Amendment to the Civil Code of the Republic of Armenia
On June 08, 2024, the Law “On Amendment to the Civil Code of the Republic of Armenia” entered into force and the Code of Corporate Governance (hereinafter the “Code”) was included into Civil Code (Article 76.1).
The general provisions of amendment are followings:
1. The Code is a legal act approved by the authorized body that develops the policy of the Republic of Armenia in the field of investment promotion, which contains principles and guidelines aimed at increasing the efficiency of the management of an economic company, protecting the rights of participants, increasing transparency and accountability.
2. Adherence to the Code is voluntary by economic companies, unless otherwise provided by law.
3. The authority to adopt a decision on joining the corporate governance code belongs to the general meeting of participants of economic companies, unless otherwise provided by law or charter.
This amendment is aimed to encourage long-term investments, enhancing the stability of the business sector, economic growth, and increasing public participation in economic decision-making.
The Code of Corporate Governance
The Code was developed in accordance with the principles of corporate governance established by the Organization for Economic Co-operation and Development (OECD), the Basel Committee on Banking Supervision's 'Guidelines for Improving Corporate Governance of Banking Organizations,' the OECD Guidelines on 'Corporate Governance in State-Owned Organizations,' and the EBRD-OECD 'Corporate Governance of Eurasian Banks: Collection of Proposals.'
The provision of Code is adopted in 49 countries, with varying degrees of enforcement: in some countries, it is applied imperatively, while in others it is adopted voluntarily or in a mixed manner.
On December 30, 2010, by Decision No. 1769-A of the Government of the Republic of Armenia the Code was approved in Armenia.

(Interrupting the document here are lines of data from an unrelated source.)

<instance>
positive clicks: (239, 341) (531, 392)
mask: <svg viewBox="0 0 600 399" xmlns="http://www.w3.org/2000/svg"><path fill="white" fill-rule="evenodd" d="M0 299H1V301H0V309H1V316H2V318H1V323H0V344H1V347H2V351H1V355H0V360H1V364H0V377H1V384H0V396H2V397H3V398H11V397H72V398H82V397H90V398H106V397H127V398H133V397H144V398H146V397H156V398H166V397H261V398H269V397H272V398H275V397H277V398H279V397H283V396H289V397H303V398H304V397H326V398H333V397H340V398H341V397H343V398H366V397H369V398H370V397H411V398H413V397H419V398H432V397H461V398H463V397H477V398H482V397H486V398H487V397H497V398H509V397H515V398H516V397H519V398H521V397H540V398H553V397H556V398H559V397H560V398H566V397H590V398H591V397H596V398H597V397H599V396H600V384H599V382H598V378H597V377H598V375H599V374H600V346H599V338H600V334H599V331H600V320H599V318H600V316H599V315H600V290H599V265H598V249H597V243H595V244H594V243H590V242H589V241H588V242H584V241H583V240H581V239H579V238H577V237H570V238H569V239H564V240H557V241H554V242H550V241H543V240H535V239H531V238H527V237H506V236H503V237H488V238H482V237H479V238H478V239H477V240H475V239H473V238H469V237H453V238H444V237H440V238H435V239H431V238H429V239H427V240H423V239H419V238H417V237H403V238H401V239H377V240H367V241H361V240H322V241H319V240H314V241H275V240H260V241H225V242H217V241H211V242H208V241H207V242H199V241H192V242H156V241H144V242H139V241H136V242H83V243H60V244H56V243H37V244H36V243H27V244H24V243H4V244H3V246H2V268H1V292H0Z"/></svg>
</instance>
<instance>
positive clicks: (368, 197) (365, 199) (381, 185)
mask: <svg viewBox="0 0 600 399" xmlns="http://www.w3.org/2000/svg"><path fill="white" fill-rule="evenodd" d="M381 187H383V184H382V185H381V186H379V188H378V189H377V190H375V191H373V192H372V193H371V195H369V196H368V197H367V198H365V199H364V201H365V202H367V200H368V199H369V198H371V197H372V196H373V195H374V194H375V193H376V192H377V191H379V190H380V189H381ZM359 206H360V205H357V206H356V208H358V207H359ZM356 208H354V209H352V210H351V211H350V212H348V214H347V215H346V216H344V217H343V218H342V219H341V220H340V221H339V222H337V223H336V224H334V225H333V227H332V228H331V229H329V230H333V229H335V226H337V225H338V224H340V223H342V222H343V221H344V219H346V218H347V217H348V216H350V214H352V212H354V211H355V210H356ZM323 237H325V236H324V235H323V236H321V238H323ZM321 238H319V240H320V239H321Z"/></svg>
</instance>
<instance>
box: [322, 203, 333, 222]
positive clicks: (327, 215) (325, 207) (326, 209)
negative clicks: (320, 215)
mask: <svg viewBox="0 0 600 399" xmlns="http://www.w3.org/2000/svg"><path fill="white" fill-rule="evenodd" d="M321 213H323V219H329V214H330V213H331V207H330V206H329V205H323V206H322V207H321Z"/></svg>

However, there was not an authorizing norm for its application under RA legislation before this amendment.
The provisions of the Code of Corporate Governance
The Code consists of following four chapters:
- Rights of the shareholders and the authorities of the general meeting of the shareholders, which discusses the process of communication among the shareholders, the procedure of the distribution of general meeting notices and agendas, the voting procedures, the dividend payment policy, and state as a shareholder.
- The board of directors, which discusses the composition, functions and responsibilities of the board members, criteria for independent members, committees and their main types, ethical commitment of the board, nomination, and evaluation principles, etc.
- Disclosure and transparency of information, which covers provisions on annual reporting, insider trading, internal and external audit procedures, norms of ethics, increase of the charter capital of the company by the board.
- The beneficial owners, which sets out the ethical norms of mutual respect, cooperation policy, access to the information of the company, mutual communication between the company and its beneficial owners, etc.
Conclusion
With the amendment now, legal entities have sufficient discretion and freedom to apply the Code in Armenia, in accordance with their own problems and goals in terms of making a decision in respect to their corporate governance. The application of this Code is not mandatory in Armenia, it can be utilized on voluntarily basis. It is considered as “soft law” in Armenia.
The Code provides a comprehensive framework for managing companies with integrity and accountability. They outline principles for an effective board structure, fair executive compensation, and the protection of shareholder rights. Applying the Code will emphasize accurate financial reporting, good company management, and adherence to ethical standards. By promoting transparency and clear communication, these guidelines help build trust with shareholders and support the long-term success and stability of the company.